I recommend taking a look at Bringhurst’s book if ever you get the chance. The level of detail with which he approaches the craft of typography is astounding. Now, if we take onboard this deep sense of skill involved in letter making, then the extent to which typographers and writers construct very detailed ecologies of affordance really comes to the fore. It is from this perspective that I’d say books do not contain knowledge or concepts or accounts or stories, but rather a complex set of micro-affordances carefully designed and crafted with the expressed purpose of allowing the engaged reader the possibility of rendering for him or herself a new arrangement of understanding and participation, a possibility—far from a guarantee, but a possibility nonetheless—of putting these affordances to work internally, as participant in future moments of experience, as new availabilities for insight and judgement.

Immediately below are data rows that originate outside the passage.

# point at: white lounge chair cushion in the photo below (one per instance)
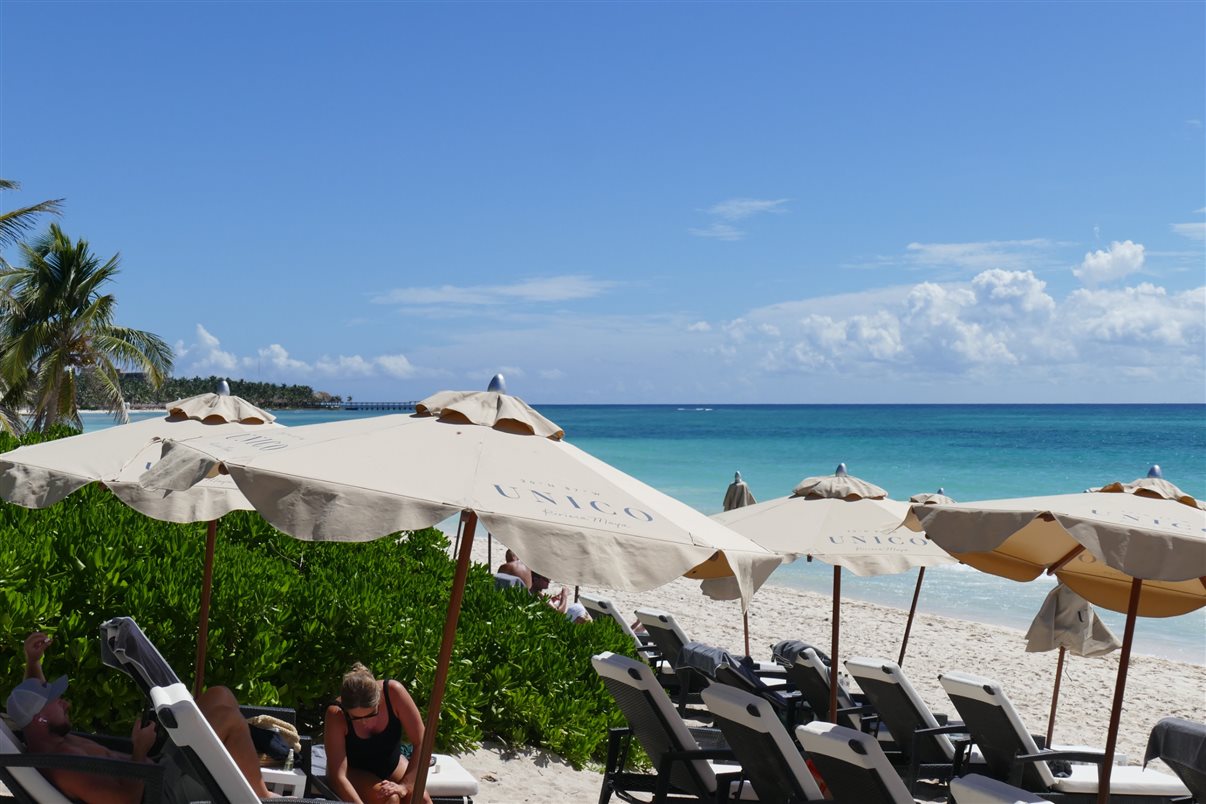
(732, 705)
(975, 788)
(1124, 780)
(449, 778)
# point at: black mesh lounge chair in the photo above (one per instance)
(685, 761)
(853, 764)
(920, 735)
(199, 767)
(19, 769)
(811, 675)
(1012, 755)
(771, 762)
(1181, 745)
(975, 788)
(718, 665)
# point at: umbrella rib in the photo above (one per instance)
(1072, 553)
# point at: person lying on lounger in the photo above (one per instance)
(513, 565)
(364, 731)
(41, 711)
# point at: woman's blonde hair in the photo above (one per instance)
(359, 688)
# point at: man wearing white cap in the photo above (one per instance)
(40, 711)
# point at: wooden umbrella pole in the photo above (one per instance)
(912, 610)
(1051, 719)
(1116, 712)
(837, 626)
(203, 626)
(468, 522)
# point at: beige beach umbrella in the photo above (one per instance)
(1067, 622)
(738, 494)
(842, 521)
(1134, 547)
(485, 456)
(42, 474)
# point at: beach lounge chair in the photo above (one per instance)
(718, 665)
(1012, 755)
(771, 761)
(686, 762)
(920, 735)
(975, 788)
(19, 769)
(811, 675)
(853, 764)
(1181, 744)
(198, 766)
(603, 609)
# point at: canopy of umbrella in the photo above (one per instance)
(483, 455)
(1067, 622)
(42, 474)
(842, 521)
(1135, 547)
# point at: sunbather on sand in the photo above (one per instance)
(363, 735)
(41, 712)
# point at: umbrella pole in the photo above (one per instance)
(1116, 712)
(837, 627)
(1059, 675)
(203, 624)
(745, 624)
(912, 610)
(468, 522)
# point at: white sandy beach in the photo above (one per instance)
(1155, 687)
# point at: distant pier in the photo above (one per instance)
(359, 405)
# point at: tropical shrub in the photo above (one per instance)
(288, 617)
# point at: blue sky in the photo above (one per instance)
(636, 203)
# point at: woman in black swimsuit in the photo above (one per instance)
(364, 732)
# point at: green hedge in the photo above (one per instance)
(288, 617)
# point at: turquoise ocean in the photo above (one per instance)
(970, 451)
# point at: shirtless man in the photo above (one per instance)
(41, 712)
(516, 568)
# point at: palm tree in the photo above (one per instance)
(60, 327)
(17, 222)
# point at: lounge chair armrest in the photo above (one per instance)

Stated in another way, just as an exposed mountain face does not contain “climbing,” a book does not contain “knowledge” or “know-how” or anything similar. Rather, the book, like the mountain face, offers up, to the adept, a series of contours and features that enable the climber to climb and the reader to read. Books are things we think with and through rather than storehouses we download from. The art of writing, then, is the intentional creation of affordances that make such transformations of experience possible. The book is the environment in which such affordances can endure. The key here is that these affordances are grounded in the reader’s knowledge and abilities. To put this in Alva Noë’s terms, the ground of access to anything is always one’s own know-how, one’s own ability to perceive affordances in the environment.
We might think of art objects or contemplative tools in the same way—as instruments for the delivery of specific affordances—but that’s another story.